81 ilde eş zamanlı seslendirilen basın açıklaması sırasında; işçiler; sık sık “İş ekmek yoksa barışta yok”, “Sadaka değil hakkımızı verin”, “Hak, hukuk, adalet” ve “İşçiden tasarruf istemiyoruz” şeklinde sloganlar attı.

Karayolları 29. Şube Şefliği binası önünde gerçekleşen eylemde basın açıklamasını seslendiren TÜRK-İŞ’e bağlı Yol-İş Ayvalık Temsilcisi Hüseyin Aran, "Sıkıntılarımız artarak devam ediyor. Hayat pahalılığı, satın alma gücümüzdeki gerileme, adaletsiz vergi sistemi, kamu iş yerlerinde ücret dengesizliği, işsizlik, güvencesiz çalıştırma ve kayıt dışı ve mülteci istihdamı gibi sorunlar. Başta işçiler olmak üzere, toplumun büyük bir bölümünün yaşama şartlarını ağırlaştırmaktadır. Yani mutlu bir azınlık dışında halkımız geçim sıkıntısıyla mücadele etmektedir. Yaşadığımız sorunlara dikkat çekmek için önce geçtiğimiz ay 81 ilde basın açıklaması yaptık. Ardından 26 Ağustos’ta Tekirdağ/Çerkezköy’de, 3 Eylül’de ise Zonguldak’ta on binlerce işçinin katıldığı mitingler yaptık. Sesimizi duyurmak istedik. Sağduyulu davranmaya gayret ettik. Diyalog kapılarını açık tuttuk. Ancak bir sonuç alamadık. Sürekli sabırlı olmamız istendi. Ama bıçak kemiğe dayandı. Bundan sonra sözümüzü meydanlarda yüz binler ile söyleyeceğiz. Ekonomik krizin bedelini işçiler olarak biz ödemeyeceğiz” dedi.

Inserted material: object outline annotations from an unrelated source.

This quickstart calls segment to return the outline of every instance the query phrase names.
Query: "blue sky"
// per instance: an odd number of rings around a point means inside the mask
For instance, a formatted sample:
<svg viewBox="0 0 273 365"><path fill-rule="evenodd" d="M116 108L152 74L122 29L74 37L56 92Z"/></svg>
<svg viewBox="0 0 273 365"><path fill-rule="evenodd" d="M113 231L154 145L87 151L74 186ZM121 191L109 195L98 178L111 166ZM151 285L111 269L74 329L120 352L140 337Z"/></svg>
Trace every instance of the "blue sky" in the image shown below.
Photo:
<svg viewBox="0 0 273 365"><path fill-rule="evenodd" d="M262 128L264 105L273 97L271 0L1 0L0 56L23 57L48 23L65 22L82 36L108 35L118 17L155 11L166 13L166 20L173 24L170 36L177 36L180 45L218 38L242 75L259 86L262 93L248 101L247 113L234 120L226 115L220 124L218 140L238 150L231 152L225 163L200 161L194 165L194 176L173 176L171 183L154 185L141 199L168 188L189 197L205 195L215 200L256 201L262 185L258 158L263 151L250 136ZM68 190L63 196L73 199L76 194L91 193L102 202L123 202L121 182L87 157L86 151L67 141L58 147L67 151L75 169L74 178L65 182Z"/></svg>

"ÜLKEMİZDE GELİR ADALETİ HIZLA BOZULDU"

Markete, pazara, temel tüketim ürünlerine, tepeden tırnağa her şeye her gün zam geldiğini hatırlatan Hüseyin Aran, “Dün aldığımızı aynı fiyatla bugün alamaz olduk. Büyükşehirlerde ve Ayvalık’ta ev kiraları ortalamada asgari ücretin üzerine çıktı. Okullar açıldı, eğitim masrafları altından kalkılamaz bir hale geldi. Milli Eğitim Bakanlığı öğrenci başına limit belirleyip; okulların, sınıfların bakım-onarım masraflarını velilerden karşılamaya başladı. Analar, babalar 'çocuğumuzu okula nasıl göndereceğiz' diyor. Elektriğe ve doğal gaza geçtiğimiz aylarda yüzde 38 zam geldi. Önümüz kış… İşçisi, emeklisi kışı nasıl geçireceğiz diye kara kara düşünüyor. Kişi başına düşen gelir artıyor ama işçinin ve emeklisinin geliri değil sefaleti artıyor. Ülkemizde gelir adaleti hızla bozuldu. İşçilerin milli gelirden aldığı pay azalırken işverenlerin payı her geçen gün artmaktadır. Buradan tekrar söylüyoruz: Asgari ücretin açlık sınırının altında olduğu, en düşük emekli maaşının asgari ücretten de düşük olduğu bir toplumda huzuru tesis etmek mümkün değildir. Sosyal barış olmaz. Yoksulluk sınırı 4 kişilik bir ailede 62.653 TL, Açlık sınırı ise 4 kişilik bir ailede 19.271 TL’yi buldu. Buna karşın Asgari Ücret net olarak ele geçen 17.002 TL’dir.” ifadelerini kullandı.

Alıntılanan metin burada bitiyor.